The Coming Government Spending Spree

The Coming Government Spending Spree

iStockphoto/The Fiscal Times

The end of the U.S. government’s fiscal year is less than two months away, and as Frank Konkel lays out at Nextgov, that means federal agencies will be on a mad dash to spend a big chunk of their budgets — and some $140 billion more than they thought they’d get before Congress passed a $1.3 trillion spending deal earlier this year.

Here’s Konkel:

Without a budget agreement in place, agencies spent cautiously through the first two quarters of fiscal 2018 before the omnibus—signed six months late in March—obligated an additional $80 billion for defense and $63 billion for civilian agencies.  

Federal agencies, now flush with cash, must obligate that money before the fiscal year ends on Sept. 30 or lose it to the Treasury Department. Analysts believe the federal market will see a monumental effort among procurement officials to spend as much on contracts as possible.

The situation: The federal government has spent $308 billion on contract awards so far this year, according to data published by The Pulse of GovCon last week. While roughly a third of agency spending typically occurs in the final calendar quarter — and 6 percent to 8 percent of annual contract spending occurs during a September end-of-year spike — so far this year only two of the 10 largest federal agencies have spent 70 percent of their discretionary budgets. “In short, this means there is a lot of money, more than normal, still on the table for Q4 FY18,” the Pulse report says, though some of that appropriated money will remain available in fiscal 2019.
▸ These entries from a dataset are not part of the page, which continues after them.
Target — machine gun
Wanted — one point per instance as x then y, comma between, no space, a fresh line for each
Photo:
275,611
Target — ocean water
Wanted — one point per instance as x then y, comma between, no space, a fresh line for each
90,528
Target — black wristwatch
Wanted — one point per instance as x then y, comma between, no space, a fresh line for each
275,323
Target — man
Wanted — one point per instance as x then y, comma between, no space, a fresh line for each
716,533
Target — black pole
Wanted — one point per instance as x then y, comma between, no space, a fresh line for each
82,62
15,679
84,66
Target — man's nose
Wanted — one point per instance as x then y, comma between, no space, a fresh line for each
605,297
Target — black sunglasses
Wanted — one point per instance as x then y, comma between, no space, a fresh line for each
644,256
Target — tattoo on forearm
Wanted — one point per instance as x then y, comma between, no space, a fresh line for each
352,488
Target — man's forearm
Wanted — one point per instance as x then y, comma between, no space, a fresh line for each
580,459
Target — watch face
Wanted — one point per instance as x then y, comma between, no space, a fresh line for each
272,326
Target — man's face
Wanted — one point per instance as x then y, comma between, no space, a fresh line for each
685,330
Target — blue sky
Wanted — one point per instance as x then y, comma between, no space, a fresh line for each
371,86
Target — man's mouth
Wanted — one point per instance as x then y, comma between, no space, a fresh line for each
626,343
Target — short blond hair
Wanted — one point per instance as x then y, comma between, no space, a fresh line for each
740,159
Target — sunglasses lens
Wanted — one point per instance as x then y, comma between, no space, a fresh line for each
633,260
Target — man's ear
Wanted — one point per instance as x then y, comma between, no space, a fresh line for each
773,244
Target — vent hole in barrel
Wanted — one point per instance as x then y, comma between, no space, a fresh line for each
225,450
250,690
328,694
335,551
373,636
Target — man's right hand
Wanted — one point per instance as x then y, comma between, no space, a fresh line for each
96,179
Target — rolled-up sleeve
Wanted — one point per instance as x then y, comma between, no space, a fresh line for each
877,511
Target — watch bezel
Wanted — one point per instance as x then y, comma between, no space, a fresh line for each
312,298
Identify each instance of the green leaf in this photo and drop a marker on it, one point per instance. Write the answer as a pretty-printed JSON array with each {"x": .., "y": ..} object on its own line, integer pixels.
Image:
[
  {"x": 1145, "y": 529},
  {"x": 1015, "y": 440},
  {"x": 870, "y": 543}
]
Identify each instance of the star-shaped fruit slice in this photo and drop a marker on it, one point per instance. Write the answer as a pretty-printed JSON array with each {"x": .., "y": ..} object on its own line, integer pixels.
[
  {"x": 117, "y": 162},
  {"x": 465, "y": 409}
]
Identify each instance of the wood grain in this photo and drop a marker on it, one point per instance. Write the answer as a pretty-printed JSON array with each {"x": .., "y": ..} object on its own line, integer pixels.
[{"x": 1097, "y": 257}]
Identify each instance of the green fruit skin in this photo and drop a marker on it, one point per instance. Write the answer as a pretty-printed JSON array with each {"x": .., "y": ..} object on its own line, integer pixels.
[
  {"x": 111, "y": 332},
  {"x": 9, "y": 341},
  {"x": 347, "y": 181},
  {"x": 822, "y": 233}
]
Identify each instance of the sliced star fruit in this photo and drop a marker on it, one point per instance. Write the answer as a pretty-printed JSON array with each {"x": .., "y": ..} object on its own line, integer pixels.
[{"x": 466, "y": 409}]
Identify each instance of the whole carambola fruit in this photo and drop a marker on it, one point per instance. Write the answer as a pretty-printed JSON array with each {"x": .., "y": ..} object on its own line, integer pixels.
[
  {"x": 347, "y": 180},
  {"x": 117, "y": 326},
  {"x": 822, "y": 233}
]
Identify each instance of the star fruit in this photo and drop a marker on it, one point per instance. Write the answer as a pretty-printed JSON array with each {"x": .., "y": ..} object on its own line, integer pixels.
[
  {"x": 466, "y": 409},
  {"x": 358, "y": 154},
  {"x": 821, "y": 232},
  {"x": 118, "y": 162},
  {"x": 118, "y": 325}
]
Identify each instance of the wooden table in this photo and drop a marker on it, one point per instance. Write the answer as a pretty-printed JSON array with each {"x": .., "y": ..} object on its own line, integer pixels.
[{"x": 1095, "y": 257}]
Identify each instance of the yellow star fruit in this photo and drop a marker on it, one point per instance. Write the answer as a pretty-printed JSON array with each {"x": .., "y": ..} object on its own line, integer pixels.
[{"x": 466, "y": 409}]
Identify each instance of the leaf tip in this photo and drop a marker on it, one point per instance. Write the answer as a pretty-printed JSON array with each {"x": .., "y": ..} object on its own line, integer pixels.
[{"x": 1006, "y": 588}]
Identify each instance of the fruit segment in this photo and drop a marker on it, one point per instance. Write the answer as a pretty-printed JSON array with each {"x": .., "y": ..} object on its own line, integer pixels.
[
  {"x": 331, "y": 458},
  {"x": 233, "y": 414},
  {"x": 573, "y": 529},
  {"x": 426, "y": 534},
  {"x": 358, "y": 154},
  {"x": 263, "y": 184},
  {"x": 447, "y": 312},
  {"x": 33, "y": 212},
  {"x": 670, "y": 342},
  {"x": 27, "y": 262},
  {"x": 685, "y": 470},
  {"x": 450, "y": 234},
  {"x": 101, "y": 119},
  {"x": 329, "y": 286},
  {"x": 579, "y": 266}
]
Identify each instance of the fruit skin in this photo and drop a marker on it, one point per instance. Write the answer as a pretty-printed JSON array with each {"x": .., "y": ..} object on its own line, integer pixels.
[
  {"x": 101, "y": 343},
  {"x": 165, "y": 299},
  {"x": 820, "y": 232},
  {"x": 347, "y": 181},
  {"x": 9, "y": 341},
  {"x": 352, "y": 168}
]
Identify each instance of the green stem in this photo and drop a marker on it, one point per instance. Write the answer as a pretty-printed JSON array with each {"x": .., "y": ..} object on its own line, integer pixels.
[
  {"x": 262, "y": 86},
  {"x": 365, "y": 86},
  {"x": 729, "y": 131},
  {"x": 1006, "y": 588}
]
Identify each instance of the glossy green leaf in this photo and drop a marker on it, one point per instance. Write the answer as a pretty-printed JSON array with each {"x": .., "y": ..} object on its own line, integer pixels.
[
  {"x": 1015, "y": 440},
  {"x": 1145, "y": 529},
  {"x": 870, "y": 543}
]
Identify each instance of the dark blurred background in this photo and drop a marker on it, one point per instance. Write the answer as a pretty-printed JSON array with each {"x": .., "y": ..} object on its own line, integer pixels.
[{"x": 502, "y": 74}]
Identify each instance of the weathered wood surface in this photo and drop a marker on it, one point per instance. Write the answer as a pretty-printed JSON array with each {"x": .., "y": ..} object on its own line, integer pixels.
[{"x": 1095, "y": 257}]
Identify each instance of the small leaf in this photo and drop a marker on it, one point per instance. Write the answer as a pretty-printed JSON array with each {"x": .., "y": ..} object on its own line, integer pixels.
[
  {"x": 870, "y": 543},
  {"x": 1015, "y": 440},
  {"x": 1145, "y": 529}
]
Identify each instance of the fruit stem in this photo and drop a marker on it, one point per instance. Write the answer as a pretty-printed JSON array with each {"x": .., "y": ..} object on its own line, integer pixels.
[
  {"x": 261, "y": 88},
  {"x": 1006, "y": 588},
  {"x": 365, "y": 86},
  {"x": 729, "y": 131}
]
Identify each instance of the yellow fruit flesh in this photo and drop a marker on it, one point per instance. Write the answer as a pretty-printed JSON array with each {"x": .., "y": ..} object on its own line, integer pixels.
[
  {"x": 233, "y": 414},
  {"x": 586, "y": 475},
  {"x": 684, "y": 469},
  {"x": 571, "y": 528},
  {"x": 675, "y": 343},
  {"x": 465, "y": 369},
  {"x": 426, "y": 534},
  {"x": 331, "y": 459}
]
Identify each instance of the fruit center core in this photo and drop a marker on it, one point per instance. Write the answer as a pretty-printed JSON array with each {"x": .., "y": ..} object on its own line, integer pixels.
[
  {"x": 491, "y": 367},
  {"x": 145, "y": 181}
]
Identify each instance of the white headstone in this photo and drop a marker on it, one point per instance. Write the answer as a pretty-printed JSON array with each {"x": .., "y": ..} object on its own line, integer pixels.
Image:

Why spending has been slow so far in 2018: The uncertainty resulting from government funding legislation being enacted almost seven months late is one likely factor (note, too, that the omnibus spending bill allowed for 25 percent of all the spending it authorized to occur in the last two months of the fiscal year). But The Pulse of GovCon report suggested some other reasons: “One could theorize that this is due to the time-consuming, broken procurement process we all have learned to love (hate). Or based on the data, we can collectively make a few more assumptions that this has more to do with undecided federal priorities, 170+ key FedGov vacancies, 13K federal jobs cut to include federal layoffs and turnovers, hiring freezes, and possibly the Administration slow-rolling spending.”

The bottom line: The final months of 2018 will likely see an unusually high federal spending spree, but government contracting officials may also have more on their plates than they can handle before the end of September. The Pulse report also predicts that “you will see a lot more of this ‘new’ money in the new (fiscal) year, and not in the slowly closing Q4 window.”